Melalui program Pengabdian kepada Masyarakat (PKM), Sanggar Tari Azka Studio di Rancaekek, Kabupaten Bandung, didampingi secara intensif untuk melakukan digitalisasi karya. Sekaligus, mengurus perlindungan hukum atau legalitas bagi tari-tari Sunda yang mereka kembangkan.

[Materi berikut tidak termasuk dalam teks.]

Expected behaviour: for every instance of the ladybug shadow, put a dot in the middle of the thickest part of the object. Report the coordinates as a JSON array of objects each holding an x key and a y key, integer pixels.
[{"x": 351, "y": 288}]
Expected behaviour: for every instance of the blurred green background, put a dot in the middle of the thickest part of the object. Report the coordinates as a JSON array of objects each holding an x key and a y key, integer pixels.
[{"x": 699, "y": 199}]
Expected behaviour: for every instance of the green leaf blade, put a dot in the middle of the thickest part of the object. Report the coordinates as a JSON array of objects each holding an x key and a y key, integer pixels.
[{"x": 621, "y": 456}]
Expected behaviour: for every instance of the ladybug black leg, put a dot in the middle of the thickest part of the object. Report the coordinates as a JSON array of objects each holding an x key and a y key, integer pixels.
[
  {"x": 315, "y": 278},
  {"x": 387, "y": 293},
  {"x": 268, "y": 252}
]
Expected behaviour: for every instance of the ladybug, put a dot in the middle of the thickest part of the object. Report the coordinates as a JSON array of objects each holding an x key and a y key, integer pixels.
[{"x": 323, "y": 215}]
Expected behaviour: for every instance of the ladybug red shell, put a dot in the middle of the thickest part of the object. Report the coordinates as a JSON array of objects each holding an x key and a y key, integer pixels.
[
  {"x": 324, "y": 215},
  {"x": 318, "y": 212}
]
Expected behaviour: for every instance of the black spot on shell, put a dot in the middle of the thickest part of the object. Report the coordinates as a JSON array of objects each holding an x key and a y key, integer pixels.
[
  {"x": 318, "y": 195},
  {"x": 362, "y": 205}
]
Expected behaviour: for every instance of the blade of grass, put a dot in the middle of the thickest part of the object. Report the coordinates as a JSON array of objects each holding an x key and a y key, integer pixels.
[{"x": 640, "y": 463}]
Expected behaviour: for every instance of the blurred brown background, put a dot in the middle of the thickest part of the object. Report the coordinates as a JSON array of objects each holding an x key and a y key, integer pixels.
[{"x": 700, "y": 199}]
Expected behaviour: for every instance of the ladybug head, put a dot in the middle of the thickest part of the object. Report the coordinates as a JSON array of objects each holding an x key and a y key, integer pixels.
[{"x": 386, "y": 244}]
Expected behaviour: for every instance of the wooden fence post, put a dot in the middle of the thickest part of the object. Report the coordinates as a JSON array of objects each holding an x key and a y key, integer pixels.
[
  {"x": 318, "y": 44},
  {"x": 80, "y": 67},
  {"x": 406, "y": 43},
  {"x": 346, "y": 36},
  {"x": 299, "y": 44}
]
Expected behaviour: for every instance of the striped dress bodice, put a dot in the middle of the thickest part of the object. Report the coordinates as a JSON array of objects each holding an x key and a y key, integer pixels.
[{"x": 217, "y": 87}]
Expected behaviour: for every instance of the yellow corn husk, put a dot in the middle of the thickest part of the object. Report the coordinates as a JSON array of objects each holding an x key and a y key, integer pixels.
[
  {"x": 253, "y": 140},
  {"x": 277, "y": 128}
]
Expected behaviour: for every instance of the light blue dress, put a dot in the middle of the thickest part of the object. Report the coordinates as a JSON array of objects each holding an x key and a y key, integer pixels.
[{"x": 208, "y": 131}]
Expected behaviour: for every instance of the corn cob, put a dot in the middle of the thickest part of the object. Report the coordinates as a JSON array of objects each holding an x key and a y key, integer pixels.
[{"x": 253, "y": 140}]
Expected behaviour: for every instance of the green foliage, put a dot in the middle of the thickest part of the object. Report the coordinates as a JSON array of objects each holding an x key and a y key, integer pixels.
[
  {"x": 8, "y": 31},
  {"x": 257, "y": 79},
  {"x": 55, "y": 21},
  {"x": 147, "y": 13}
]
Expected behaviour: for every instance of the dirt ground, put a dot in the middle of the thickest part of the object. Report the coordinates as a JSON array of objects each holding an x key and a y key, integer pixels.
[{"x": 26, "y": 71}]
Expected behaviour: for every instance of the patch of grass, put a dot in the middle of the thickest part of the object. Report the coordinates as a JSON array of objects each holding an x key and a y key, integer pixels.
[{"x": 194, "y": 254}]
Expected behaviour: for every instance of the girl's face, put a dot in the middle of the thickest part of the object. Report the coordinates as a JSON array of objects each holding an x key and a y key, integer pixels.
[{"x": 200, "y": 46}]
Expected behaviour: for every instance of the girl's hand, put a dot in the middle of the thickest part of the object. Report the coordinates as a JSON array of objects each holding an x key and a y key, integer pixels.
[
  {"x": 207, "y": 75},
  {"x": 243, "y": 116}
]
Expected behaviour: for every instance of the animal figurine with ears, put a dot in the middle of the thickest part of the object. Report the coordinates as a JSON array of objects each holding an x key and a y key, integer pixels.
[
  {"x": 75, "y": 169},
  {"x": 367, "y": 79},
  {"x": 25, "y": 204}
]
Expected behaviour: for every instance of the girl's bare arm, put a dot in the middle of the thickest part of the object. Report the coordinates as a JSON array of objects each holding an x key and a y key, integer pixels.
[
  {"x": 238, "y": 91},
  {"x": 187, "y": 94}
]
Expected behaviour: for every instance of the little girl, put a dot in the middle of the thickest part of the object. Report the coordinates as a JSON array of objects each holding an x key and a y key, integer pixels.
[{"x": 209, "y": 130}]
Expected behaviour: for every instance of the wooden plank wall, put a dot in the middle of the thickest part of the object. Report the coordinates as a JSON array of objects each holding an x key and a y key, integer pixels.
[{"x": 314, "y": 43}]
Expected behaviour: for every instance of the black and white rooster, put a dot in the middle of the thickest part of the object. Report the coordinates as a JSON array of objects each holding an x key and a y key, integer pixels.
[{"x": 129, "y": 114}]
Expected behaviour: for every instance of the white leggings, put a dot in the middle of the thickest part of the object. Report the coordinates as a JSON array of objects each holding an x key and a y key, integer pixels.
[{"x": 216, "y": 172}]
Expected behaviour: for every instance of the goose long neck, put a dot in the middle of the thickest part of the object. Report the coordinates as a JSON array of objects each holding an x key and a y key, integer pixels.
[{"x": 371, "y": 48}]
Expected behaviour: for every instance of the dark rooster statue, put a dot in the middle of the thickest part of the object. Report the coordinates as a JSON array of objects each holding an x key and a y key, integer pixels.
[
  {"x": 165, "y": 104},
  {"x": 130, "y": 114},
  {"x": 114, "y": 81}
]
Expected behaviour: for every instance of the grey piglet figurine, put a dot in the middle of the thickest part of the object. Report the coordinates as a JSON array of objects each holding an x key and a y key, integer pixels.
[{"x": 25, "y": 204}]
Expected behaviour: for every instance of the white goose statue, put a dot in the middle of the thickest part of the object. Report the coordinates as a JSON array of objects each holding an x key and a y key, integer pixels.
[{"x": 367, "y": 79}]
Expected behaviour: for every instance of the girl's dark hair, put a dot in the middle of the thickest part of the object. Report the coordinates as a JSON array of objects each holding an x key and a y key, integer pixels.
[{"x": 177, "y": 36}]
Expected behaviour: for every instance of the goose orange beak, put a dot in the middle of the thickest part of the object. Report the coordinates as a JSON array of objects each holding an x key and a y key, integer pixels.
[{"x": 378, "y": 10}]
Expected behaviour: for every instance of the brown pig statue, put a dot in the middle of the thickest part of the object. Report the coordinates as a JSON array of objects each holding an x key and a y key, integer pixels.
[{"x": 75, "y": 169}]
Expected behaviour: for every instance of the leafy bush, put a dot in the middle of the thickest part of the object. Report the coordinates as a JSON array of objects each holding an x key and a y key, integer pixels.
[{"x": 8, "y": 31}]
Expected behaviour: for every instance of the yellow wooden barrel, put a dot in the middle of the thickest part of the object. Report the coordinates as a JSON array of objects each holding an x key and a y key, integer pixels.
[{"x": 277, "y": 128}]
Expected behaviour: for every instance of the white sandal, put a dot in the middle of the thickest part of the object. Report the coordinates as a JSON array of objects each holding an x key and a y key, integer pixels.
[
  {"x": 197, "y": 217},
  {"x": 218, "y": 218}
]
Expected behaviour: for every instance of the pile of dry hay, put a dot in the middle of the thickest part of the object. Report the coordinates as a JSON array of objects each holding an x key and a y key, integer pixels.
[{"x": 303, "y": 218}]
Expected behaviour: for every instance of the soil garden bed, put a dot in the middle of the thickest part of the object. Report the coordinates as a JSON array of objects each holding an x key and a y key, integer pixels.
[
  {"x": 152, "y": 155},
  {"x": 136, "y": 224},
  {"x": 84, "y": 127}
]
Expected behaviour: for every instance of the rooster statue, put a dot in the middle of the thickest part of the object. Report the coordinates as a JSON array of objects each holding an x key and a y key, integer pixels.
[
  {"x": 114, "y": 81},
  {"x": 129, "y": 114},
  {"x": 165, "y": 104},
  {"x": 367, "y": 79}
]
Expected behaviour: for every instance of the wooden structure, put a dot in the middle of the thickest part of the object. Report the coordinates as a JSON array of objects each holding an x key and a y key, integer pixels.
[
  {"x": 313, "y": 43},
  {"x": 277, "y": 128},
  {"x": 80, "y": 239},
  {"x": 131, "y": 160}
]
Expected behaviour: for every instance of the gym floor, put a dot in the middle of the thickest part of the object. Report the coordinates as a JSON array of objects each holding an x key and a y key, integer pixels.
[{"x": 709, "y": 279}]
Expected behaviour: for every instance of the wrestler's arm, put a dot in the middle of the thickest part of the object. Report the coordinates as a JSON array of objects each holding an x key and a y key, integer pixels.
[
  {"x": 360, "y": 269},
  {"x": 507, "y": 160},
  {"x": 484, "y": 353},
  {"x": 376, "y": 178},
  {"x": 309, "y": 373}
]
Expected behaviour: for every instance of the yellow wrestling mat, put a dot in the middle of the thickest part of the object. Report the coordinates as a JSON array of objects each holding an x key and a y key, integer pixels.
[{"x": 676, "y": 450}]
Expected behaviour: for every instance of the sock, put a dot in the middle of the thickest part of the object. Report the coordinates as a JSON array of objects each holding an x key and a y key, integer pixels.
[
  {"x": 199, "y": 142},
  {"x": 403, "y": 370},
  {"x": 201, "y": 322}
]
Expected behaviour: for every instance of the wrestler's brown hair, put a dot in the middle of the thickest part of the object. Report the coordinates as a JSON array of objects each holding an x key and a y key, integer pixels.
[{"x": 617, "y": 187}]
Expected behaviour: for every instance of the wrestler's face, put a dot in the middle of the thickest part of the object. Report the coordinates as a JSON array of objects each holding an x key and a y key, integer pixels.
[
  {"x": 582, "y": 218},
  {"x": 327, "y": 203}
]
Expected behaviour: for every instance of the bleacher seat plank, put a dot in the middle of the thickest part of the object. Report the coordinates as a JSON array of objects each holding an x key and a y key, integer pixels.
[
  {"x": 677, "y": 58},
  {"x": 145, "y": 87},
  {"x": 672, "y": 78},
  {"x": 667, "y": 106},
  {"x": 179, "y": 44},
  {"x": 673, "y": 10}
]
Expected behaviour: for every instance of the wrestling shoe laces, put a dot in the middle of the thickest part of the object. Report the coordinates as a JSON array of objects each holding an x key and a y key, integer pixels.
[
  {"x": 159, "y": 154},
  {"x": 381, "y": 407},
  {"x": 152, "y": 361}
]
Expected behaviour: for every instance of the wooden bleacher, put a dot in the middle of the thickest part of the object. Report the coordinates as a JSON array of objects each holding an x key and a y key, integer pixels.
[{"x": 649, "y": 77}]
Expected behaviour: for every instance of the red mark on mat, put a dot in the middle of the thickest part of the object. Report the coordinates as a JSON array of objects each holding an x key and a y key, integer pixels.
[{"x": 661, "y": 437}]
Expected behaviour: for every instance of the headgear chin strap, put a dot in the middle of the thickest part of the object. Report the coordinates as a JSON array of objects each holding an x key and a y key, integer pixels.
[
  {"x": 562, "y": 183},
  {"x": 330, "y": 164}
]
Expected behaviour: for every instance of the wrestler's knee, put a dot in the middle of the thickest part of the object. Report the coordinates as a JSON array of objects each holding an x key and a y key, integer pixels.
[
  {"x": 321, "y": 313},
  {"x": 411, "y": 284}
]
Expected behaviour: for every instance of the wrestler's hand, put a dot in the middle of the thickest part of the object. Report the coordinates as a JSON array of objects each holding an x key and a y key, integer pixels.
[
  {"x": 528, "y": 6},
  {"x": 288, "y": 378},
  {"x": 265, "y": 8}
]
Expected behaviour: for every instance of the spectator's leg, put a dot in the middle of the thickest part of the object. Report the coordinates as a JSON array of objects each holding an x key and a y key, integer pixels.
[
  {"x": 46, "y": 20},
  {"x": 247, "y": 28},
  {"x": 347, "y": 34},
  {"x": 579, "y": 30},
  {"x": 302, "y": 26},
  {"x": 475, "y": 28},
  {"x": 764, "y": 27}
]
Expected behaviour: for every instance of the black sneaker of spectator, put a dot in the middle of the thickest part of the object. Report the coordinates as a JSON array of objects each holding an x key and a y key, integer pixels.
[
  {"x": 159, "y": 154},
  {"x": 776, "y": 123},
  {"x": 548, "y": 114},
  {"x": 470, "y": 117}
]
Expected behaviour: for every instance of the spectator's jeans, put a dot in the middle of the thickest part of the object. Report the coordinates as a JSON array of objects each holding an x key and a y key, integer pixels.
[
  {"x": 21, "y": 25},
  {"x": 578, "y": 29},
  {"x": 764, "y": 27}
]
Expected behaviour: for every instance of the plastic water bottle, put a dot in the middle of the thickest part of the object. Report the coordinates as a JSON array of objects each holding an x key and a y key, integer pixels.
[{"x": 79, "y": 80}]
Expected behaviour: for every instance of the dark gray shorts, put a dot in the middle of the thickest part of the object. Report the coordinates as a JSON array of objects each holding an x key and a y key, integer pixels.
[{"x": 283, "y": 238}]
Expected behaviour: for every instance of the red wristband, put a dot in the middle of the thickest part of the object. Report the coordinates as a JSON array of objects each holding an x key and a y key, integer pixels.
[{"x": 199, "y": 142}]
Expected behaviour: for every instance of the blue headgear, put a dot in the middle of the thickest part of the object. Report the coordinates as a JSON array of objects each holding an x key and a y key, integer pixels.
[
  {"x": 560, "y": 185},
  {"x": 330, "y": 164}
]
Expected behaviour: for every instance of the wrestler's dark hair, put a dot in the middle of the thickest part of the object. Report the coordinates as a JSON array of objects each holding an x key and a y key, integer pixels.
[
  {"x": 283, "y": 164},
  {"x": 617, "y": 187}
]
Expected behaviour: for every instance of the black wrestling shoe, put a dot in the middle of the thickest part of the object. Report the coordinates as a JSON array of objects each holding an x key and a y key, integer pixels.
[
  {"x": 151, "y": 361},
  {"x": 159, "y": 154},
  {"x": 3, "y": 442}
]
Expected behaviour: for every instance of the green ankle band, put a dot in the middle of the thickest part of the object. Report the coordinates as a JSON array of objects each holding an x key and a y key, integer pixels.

Menurut Tim Dosen Unpad yang dipimpin oleh Dr. Ute Lies Siti Khadijah, fokus pertama program adalah digitalisasi. Karena, dinilai krusial untuk menghadapi derasnya penetrasi budaya populer dan penurunan minat generasi muda. Tim Unpad, membimbing sanggar untuk mendokumentasikan dan mengarsipkan karya tari tradisional mereka ke dalam format digital modern.
"Digitalisasi menjadi jembatan untuk menghubungkan kembali tari tradisional dengan generasi muda di platform yang mereka gunakan sehari-hari. Ini adalah cara kita memastikan relevansi tradisi di tengah pusaran modernitas," ujar Ute Lies Khadijah di Bandung, Kamis (6/11/2025).
Secara paralel, kata dia, program ini menangani masalah struktural yang sering terabaikan, yakni perlindungan hukum. “Tim Unpad memfasilitasi pengurusan legalitas, seperti Hak Kekayaan Intelektual (HAKI) dan penetapan Ekspresi Budaya Tradisional (EBT),” katanya.
Ute menerangkan, langkah ini diambil karena sebagian besar karya tari tradisional sangat rentan terhadap plagiarisme dan klaim sepihak. "Tanpa kepastian hukum, warisan budaya kita tidak hanya rawan diklaim, tetapi juga sulit dikembangkan potensi ekonominya. Kepastian hukum adalah fondasi agar warisan budaya dapat bertransformasi menjadi aset ekonomi kreatif yang menyejahterakan," kata Ute.
Menurut Ute, Sanggar Azka Studio dipilih karena konsistensinya melestarikan tari Sunda meski memiliki keterbatasan serius. Sanggar yang berdiri sejak 2019 ini menjadi titik vital regenerasi bagi 25 penari muda di wilayahnya. "Keterbatasan teknis dan finansial di sanggar inilah yang menjadi akar permasalahan. Mereka hanya memiliki satu unit kamera DSLR lama dan ketiadaan sistem arsip digital. Karena itu, intervensi kami rancang untuk mengatasi dua isu kritis sekaligus: penurunan minat generasi muda dan masalah legalitas," papar Ute.